DMK chief M. Karunanidhi’s statement that his party has decided to support the UPA government at the Centre — if a resolution on FDI is put to vote in Parliament — to keep the BJP out sounds strange. Until two days ago, the party was firm in its stand that the interest of the common man was uppermost in its mind. That it took the Congress hardly any effort and time to make the DMK supremo toe its line is another reflection of coalition compulsions.
It does not matter which party rules at the Centre. Come election time, politicians are at people’s feet but once they get elected they are at people’s throats.
The DMK’s decision to support the UPA government is no surprise. It is obviously an outcome of some tough political bargaining.
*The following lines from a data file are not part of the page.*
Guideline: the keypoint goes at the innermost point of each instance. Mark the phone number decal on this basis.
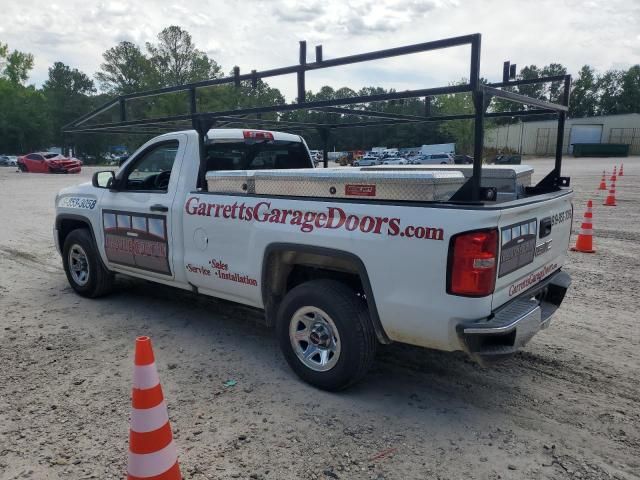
(561, 217)
(78, 202)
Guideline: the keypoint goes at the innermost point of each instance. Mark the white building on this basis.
(539, 138)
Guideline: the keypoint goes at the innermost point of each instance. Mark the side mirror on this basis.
(103, 179)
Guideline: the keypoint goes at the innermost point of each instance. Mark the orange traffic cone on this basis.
(584, 243)
(611, 198)
(603, 182)
(152, 453)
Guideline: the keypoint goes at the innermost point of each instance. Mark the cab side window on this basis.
(152, 170)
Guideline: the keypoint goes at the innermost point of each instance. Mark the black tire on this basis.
(99, 280)
(351, 318)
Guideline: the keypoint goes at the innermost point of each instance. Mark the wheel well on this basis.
(285, 268)
(67, 225)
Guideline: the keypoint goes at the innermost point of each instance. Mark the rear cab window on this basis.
(256, 155)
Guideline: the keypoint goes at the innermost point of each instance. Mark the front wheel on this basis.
(85, 271)
(325, 334)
But the party’s attempt to justify it on the ground that it wants to keep the BJP at bay is ridiculous. It assured all support to small traders in Tamil Nadu and was even prepared to vote for a resolution opposing FDI in Parliament till a few days ago. It has suddenly shifted its stand, which is nothing but hypocrisy.
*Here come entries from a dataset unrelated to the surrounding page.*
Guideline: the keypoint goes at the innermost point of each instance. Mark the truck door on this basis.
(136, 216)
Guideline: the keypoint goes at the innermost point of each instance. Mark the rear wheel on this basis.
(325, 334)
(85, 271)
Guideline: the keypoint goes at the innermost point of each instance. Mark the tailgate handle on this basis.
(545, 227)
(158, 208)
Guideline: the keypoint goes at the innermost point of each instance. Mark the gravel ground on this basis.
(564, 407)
The DMK is badly in need of the Congress’s support on the 2G issue. The party’s policy all along has been to grab every opportunity available for personal gain.
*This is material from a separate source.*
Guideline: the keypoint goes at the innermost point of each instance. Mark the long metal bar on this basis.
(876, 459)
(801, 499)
Even if the government is defeated in the Lok Sabha on the FDI debate, it will not fall because the resolution is not a Finance bill or a no-confidence motion. Assuming the government resigns following the defeat, the NDA cannot come to power because it does not have the numbers. Therefore, it is difficult to believe the claim made by the DMK — which supported the Bharat bandh against FDI — that it wants to keep the BJP out. The decision seems to have been influenced by extraneous considerations.
The cartoon on page one (Nov. 28) was very impressive. Carts of the size and shape portrayed in the cartoon are used by customers when they shop in supermarkets like Walmart. The caricature of Prime Minister Manmohan Singh happily singing while pushing a cartload of leaders who are likely to support him on FDI in Parliament is indeed worth a thousand words.